A group of Emory faculty and staff met with President Jim Wagner
April 30 to discuss a report chronicling five diversity dialogues
that took place in the spring as well as take another step forward
in the campus-wide conversation on community.
Attending the meeting were faculty members Richard Doner (political
science), Leslie Harris (history and African American studies),
Darryl Neill (psychology) and Beverly Schaffer (economics and violence
studies), and staff members Art Linton (violence studies) and Donna
Wong (Multicultural Programs and Services).
The 60-page report,
delivered to Wagner earlier in the month, contained comments from
more than 220 people who attended the meetings. Those comments
were grouped into three major categories (symptoms, sources and
solutions) related to the high-profile and sometimes-controversial
diversity conversation that continued throughout the 2003–04
academic year.
Hard copies of the report are available at the Woodruff Library circulation desk
and in the Office of Multicultural Programs and Services. Electronic copies can
be downloaded from the violence studies website at www.emory.edu/COLLEGE/
VS/racialdialogues.htm.
“I think this is a good first step in improving communications between
people at Emory at all levels,” said Schaffer, who prepared the report.
The dialogues grew out of an effort that began following an Emory College faculty
meeting when Schaffer offered to help widen the diversity conversation to include
staff and students.
Schaffer and Linton worked with Multicultural Programs and Services to set
up the dialogues, held March 6, 16, 26 and April 7 for faculty and staff, and
April 15 for students. The March 26 meeting was particularly popular, attracting
120 attendees to the Jones Room.
So everyone could speak freely, participants
wrote anonymous comments on index cards and submitted them to facilitator David
Hooker, who then led the group discussion. The report reprinted each comment
with minimal editing but did not cover the discussions.
The symptoms and their
sources centered on four primary concerns: communication, fairness and equity,
faculty and staff numbers, and segregation. Schaffer said that from the very
first meeting, the majority of concerns gravitated those themes.

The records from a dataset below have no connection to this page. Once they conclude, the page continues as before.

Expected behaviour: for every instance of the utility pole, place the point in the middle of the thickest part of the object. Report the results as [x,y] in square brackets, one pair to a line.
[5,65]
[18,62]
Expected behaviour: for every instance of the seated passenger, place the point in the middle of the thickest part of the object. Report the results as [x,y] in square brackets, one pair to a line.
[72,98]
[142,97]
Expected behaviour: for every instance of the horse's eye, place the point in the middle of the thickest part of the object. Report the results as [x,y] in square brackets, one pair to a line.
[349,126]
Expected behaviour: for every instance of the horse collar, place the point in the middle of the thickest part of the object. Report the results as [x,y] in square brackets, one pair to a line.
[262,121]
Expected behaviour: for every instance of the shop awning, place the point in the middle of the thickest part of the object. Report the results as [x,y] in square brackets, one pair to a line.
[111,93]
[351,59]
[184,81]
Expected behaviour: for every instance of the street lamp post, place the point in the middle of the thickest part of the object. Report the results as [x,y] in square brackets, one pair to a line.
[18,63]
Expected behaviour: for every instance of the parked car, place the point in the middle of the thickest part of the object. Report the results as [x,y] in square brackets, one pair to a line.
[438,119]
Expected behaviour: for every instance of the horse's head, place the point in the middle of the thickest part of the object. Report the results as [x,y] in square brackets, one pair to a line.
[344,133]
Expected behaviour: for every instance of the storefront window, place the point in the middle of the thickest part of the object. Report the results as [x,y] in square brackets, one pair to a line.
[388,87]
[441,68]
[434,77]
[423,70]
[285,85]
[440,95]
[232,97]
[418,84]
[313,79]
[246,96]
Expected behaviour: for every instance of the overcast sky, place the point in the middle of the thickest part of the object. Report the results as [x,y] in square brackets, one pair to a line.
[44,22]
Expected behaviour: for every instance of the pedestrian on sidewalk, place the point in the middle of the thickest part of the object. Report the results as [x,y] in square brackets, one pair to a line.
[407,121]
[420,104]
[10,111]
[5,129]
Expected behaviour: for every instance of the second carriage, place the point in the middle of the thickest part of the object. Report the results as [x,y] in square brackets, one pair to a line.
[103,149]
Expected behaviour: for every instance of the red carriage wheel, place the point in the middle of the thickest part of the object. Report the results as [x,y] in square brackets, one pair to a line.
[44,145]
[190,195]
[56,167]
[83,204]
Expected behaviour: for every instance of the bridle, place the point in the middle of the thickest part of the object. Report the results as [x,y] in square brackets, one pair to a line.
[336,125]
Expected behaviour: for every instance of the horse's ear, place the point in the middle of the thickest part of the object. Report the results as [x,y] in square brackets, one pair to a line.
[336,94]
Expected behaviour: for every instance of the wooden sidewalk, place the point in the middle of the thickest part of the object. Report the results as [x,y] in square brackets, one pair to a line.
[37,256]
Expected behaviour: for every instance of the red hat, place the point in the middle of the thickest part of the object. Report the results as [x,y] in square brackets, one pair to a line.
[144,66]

The comments were at times disturbing (“feel treated differently from white
colleagues”), vague (“education”), optimistic (“don’t
be afraid to step out of your element”), ambitious (“if we could
somehow switch jobs with each other occasionally”) and thought provoking
(“the institution does not compensate you or recognize you for your relations
with others of a different race”).
“It was encouraging to see the freedom people felt during the dialogue
sessions to be open and honest,” Wagner said. “On the other
hand, it was terribly disappointing to learn of some past incidents.”
While the comments were almost always passionate, the perceptions behind
them weren’t always accurate. One, for instance, claimed that Emory
did not have any African Americans in the upper administration. Incoming
Provost Earl Lewis and John Ford, vice president for Campus Life, are
both African American.
The April 15 meeting was an invitation-only dialogue that included 24 students.
The format was similar to the previous dialogues, but the data were organized
differently, highlighting a primary student concern (self-segregation, including
the prevalence of narrowly defined ethnic, racial and religious groups on campus)
and solutions that included addressing freshman orientation and student activities.
Just before Memorial Day, Schaffer was able to upload a copy of the report
to the web so the entire community could access it easily. “The dialogue participants
wanted the report to be shared with the President, other top administrators and,
if possible, the community at large,” she said.
Wagner and Lewis have begun a discussion about whether an upper-administration
post to advance diversity and community should be created. Wagner hoped
to make a decision within the new provost’s first 90 days on campus.
Wagner also received a letter from the president’s commissions
and the Employee Council recommending that progress toward broad community
diversity be included in the strategic planning process. He endorsed
that recommendation and passed it along to the strategic planning steering
committee.
“In building community, as in building any interpersonal relationship,
there will always be ‘next steps,’” Wagner said. “It
requires constant effort, and we must resist the temptation for complacency.”